Pull daily closing prices for your momentum universe over the past 6 months. For each stock, find the maximum peak-to-trough drawdown. Record the peak date, trough date, and depth.
\text{Max Drawdown} = \frac{\text{Trough Price} - \text{Peak Price}}{\text{Peak Price}} \times 100
Count the number of swing lows during the drawdown period. A swing low is a day where the low is lower than both the prior day’s low and the next day’s low. One swing low means a clean V. Three or more means choppy, grinding action.
Calculate recovery speed as described earlier. If the stock has not recovered 75% of the drawdown by the screen date, assign it a penalty score or exclude it.
Rank by: (1) fewer swing lows is better, (2) faster recovery is better. Equal weight both. Take the top half of your momentum universe after this filter.
The result is a momentum list that skews toward stocks in genuine trends rather than stocks with volatile, directionless returns. In my experience, this filter removes about a third of the names from a standard momentum screen. The ones it removes are usually the ones that cause the most pain when momentum reverses.
When Drawdown Quality Matters Most
This filter adds the most value in two market environments.
First, during late-cycle momentum. When a bull market is aging, momentum screens fill up with names that have risen sharply but on deteriorating internals. Their drawdowns get sloppier. Recovery times lengthen. Raw returns still look good, but the underlying structure is weakening. Drawdown quality catches the rot before the return numbers do.

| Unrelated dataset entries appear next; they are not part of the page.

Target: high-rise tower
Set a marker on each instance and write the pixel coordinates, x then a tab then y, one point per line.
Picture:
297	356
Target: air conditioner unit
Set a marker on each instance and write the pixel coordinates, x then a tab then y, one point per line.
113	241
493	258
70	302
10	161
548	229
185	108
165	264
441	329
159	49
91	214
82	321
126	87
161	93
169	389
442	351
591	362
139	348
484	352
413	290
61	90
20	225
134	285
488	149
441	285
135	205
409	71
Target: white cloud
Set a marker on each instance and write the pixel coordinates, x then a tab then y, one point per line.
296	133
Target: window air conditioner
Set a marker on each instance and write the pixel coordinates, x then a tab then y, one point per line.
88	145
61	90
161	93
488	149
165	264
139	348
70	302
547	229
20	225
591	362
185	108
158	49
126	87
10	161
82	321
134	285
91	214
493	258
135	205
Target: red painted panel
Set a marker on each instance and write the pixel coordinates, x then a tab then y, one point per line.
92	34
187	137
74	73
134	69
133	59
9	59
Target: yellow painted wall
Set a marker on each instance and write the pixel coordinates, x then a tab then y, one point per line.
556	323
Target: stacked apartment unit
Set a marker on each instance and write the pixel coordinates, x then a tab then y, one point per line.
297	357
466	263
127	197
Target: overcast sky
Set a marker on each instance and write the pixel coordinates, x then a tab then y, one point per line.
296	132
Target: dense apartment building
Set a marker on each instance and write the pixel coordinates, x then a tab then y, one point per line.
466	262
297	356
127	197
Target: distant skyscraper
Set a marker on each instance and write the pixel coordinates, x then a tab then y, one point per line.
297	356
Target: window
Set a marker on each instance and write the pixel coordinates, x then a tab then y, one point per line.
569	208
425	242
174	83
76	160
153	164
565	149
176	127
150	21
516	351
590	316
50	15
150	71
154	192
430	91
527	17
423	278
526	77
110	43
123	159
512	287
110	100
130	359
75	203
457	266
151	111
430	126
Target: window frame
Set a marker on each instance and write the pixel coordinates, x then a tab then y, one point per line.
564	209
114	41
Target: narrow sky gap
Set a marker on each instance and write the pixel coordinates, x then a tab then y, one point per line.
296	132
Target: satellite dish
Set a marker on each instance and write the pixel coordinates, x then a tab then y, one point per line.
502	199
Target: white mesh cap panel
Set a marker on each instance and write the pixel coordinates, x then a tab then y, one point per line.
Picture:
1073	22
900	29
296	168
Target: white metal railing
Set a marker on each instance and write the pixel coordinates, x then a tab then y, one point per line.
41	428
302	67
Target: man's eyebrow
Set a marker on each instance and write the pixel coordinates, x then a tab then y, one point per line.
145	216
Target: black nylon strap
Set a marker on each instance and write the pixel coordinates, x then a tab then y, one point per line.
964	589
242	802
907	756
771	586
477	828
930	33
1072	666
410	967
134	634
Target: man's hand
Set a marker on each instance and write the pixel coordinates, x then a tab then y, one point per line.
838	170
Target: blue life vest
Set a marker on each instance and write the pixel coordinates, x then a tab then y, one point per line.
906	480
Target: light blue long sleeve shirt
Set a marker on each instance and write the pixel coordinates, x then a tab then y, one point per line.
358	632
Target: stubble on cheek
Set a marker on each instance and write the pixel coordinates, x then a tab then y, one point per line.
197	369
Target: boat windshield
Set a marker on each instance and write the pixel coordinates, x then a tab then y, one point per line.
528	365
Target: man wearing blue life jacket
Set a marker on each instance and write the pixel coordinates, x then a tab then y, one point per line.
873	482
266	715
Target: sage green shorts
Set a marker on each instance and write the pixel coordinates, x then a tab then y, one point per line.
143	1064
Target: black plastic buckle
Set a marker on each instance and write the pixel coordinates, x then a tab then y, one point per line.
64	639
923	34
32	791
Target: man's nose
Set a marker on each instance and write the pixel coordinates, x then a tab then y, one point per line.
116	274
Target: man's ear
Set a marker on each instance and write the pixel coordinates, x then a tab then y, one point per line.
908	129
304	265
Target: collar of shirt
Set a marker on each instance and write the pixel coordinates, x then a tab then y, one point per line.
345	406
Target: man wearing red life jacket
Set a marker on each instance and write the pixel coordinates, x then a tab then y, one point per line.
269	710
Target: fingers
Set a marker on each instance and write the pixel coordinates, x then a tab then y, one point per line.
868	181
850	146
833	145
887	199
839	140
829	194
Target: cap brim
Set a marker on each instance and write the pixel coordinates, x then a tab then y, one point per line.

Second, after corrections. When the market bounces off a selloff, some stocks recover cleanly and others limp. Running a drawdown quality filter on a post-correction momentum screen helps you identify which stocks have genuine buying support versus which ones are just drifting up with the tape.
Where it matters less: in strong, broad rallies where almost everything trends cleanly. In that environment, most momentum stocks have good drawdown quality by default, and the filter does not differentiate much. Use it when you need to separate signal from noise, not when the signal is already clean.
Educational content only. Not investment advice. Trading involves risk. You are responsible for your decisions.